Dean next argues that the district court erred in admitting into evidence the Ann Collins check which was discovered by Officer Landrum during his search of the automobile after the arrest of Gipson, Derrick Tunstall, Robert Dean, and Calvin Dean. Dean is precluded from raising the legality of the search on appeal because he did not raise it before the trial judge. Fed.R.Cr.P. 12(b)(3) provides that motions to suppress evidence must be raised prior to trial. Fed.R.Cr.P. 12(f) provides that "[f]ailure by a party to raise defenses or objections or to make requests which must be made prior to trial, at the time set by the court pursuant to subdivision (c), or prior to any extension thereof made by the court, shall constitute waiver thereof, but the court for cause shown may grant relief from the waiver." In United States v. Sachs, 801 F.2d 839, 847 (6th Cir.1986), defendant made a motion to suppress physical evidence on the last day of testimony. The court held that by not raising the motion prior to trial as required by Fed.R.Cr.P. 12(b)(3), defendant had waived the objection under Fed.R.Cr.P. 12(f). See also United States v. Worthington, 698 F.2d 820, 824 (6th Cir.1983); United States v. Wood, 609 F.2d 246, 248 (6th Cir.1979) (per curiam).

13

In this case, defendant did not raise an objection to the introduction of the Ann Collins check at anytime during the trial. He has therefore waived any objection to admission of the check into evidence. Fed.R.Cr.P. 12(f) does allow the court to grant relief from the waiver for cause shown. However, defendant has not offered any reason whatsoever for his failure to object in the trial court to the introduction to the check. He therefore may not raise the objection in this court.

IV.

14

Finally, defendant argues that his conviction was not supported by sufficient evidence. "The standard of review for insufficiency claims is: Viewing the evidence in the light most favorable to the prosecution, is the evidence 'such that a reasonable mind might fairly find guilt beyond a reasonable doubt.' " United States v. Ashworth, 836 F.2d 260, 263 (6th Cir.1988) (quoting United States v. Ayotte, 741 F.2d 865, 876 (6th Cir.), cert. denied, 469 U.S. 1076 (1984)). In this case, the evidence against defendant was overwhelming. His various co-conspirators testified against him with regard to each of the three incidents at issue. At most, the defendant's insufficiency of the evidence argument attacks the credibility of the testimony of his former co-defendants.
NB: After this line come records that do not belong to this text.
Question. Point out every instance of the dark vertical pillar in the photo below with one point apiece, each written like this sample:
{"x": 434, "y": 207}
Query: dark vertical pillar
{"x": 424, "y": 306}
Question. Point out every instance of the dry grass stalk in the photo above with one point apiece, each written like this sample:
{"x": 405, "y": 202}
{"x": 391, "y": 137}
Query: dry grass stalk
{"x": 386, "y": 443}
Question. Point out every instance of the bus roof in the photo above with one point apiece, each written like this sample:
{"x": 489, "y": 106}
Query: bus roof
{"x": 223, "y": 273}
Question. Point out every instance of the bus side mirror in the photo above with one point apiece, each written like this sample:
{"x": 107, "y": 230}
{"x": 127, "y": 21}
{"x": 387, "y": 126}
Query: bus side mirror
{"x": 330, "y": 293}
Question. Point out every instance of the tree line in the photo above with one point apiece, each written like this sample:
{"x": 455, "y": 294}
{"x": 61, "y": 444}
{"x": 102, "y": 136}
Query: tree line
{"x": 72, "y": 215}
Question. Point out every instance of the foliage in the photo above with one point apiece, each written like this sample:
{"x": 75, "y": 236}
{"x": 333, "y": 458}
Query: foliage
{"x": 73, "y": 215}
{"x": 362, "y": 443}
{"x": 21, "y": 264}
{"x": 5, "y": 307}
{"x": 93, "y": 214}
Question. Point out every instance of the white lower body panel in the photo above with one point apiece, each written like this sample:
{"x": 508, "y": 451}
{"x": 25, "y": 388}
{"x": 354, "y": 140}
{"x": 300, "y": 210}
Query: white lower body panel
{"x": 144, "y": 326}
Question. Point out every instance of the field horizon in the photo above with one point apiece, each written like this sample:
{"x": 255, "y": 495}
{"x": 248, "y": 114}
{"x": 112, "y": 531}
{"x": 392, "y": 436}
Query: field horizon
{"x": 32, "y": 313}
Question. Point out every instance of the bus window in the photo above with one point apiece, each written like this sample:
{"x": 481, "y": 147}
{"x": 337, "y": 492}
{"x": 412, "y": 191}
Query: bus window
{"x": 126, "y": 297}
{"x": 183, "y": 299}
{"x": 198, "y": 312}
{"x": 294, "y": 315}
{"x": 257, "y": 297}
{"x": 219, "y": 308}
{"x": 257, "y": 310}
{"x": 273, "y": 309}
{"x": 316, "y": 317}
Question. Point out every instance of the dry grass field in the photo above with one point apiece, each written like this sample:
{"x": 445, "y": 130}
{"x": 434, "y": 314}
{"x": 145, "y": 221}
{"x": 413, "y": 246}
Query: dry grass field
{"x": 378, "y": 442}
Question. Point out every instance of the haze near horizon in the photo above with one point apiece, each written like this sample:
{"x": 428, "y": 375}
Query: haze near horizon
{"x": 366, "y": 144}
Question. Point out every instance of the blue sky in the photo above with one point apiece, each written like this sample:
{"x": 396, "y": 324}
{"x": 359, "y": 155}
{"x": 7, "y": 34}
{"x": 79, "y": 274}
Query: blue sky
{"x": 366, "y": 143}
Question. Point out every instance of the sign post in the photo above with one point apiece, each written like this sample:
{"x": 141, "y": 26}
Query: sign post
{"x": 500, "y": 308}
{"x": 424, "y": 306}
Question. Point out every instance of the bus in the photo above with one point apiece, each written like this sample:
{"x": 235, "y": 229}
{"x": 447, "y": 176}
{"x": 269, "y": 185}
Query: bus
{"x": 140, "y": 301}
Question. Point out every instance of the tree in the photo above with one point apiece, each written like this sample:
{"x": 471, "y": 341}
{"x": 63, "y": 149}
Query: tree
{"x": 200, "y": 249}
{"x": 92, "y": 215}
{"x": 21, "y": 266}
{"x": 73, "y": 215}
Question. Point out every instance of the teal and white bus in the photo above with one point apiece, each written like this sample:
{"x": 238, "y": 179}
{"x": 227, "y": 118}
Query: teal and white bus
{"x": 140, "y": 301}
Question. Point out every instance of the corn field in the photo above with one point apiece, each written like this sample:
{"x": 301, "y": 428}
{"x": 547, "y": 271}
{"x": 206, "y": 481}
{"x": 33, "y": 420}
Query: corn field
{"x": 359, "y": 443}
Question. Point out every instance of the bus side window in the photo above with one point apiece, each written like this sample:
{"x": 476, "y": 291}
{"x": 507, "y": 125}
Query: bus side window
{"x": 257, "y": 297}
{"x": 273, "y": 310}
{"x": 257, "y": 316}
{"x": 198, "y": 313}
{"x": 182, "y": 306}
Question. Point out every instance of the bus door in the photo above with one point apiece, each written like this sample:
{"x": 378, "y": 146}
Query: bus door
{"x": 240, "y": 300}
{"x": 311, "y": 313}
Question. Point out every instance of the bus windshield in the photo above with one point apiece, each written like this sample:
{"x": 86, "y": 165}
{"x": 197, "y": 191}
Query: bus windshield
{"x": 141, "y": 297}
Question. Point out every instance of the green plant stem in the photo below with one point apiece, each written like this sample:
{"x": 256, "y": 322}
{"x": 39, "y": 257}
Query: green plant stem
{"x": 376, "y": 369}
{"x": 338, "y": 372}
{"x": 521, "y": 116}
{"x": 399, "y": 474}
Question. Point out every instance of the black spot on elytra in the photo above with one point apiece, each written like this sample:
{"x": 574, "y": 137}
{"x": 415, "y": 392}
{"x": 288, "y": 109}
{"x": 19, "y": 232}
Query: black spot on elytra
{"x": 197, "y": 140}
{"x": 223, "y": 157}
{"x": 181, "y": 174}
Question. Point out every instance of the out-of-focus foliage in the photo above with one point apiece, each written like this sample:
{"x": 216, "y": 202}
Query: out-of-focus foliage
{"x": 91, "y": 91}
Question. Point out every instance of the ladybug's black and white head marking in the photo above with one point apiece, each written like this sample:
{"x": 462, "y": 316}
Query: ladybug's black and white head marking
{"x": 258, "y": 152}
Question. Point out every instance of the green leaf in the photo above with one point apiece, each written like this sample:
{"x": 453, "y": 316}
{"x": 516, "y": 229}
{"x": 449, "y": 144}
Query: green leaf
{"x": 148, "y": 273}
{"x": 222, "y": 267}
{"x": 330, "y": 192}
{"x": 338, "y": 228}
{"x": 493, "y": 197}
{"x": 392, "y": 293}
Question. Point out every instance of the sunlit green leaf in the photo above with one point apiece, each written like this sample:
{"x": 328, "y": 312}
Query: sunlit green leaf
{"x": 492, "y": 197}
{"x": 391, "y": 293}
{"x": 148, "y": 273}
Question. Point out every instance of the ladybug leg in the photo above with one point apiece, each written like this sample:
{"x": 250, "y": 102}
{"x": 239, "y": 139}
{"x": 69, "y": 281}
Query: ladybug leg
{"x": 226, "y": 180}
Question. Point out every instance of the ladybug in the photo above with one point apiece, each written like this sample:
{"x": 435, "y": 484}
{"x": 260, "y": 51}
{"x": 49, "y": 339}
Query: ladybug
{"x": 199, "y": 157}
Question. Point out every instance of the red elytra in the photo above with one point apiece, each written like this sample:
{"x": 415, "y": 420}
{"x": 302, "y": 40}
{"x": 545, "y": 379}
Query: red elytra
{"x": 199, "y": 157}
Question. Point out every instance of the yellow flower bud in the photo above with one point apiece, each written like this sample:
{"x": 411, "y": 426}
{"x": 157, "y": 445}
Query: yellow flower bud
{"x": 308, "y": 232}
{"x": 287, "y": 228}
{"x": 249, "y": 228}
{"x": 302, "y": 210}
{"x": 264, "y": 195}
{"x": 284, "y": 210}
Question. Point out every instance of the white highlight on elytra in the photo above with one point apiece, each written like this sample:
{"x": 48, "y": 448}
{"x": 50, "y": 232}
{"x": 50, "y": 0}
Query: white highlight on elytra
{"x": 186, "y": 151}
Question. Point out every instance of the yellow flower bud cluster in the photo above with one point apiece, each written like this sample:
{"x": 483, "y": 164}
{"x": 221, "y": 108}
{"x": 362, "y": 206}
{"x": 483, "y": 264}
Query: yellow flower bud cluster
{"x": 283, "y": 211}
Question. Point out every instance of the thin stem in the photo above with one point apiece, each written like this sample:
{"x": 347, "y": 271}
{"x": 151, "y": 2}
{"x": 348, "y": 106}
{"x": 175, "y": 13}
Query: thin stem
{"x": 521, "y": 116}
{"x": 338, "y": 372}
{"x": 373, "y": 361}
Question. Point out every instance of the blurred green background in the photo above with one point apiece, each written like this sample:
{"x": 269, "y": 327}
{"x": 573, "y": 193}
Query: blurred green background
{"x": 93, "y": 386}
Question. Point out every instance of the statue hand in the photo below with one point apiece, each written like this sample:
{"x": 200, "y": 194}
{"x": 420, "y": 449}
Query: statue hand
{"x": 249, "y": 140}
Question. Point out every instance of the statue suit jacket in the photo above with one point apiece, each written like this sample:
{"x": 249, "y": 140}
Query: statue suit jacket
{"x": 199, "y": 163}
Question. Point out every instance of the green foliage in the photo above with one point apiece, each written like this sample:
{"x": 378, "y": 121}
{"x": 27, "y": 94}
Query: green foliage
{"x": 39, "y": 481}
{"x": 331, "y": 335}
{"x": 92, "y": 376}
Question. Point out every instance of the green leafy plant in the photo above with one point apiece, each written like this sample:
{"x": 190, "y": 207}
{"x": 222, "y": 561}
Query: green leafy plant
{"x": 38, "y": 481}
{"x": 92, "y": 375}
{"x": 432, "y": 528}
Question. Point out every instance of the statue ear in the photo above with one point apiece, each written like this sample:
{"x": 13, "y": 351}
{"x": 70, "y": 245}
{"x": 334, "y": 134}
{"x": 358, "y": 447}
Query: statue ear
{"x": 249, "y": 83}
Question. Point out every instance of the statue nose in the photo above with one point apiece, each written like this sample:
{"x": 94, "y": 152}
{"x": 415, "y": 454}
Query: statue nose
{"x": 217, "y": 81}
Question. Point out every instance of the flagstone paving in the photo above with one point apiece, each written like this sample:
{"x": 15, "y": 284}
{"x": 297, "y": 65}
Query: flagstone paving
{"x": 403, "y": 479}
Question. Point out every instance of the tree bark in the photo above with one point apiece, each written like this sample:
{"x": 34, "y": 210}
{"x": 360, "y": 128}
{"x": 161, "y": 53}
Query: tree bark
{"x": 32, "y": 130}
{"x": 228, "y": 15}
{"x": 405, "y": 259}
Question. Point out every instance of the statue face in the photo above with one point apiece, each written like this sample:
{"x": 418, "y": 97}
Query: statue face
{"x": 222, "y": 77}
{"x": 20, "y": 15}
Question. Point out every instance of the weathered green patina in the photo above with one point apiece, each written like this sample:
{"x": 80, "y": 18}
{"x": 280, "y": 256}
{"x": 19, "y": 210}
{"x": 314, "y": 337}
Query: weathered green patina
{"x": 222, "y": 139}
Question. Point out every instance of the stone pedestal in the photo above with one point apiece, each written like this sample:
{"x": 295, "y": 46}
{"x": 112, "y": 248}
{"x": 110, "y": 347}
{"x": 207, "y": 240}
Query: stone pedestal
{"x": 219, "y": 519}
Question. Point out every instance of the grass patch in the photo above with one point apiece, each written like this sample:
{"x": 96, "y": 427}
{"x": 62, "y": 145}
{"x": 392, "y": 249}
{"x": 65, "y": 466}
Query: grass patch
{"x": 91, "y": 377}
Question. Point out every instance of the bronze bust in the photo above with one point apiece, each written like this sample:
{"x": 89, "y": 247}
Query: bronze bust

Of course, it is not the function of this court to second-guess jury judgments on issues of credibility where, as here, the evidence viewed most favorably to the government supports the verdict of the jury. United States v. Scartz, 838 F.2d 876, 878 (6th Cir.1988).

V.

15

We hold that all of Dean's assignments of error are without merit. His conviction is therefore AFFIRMED.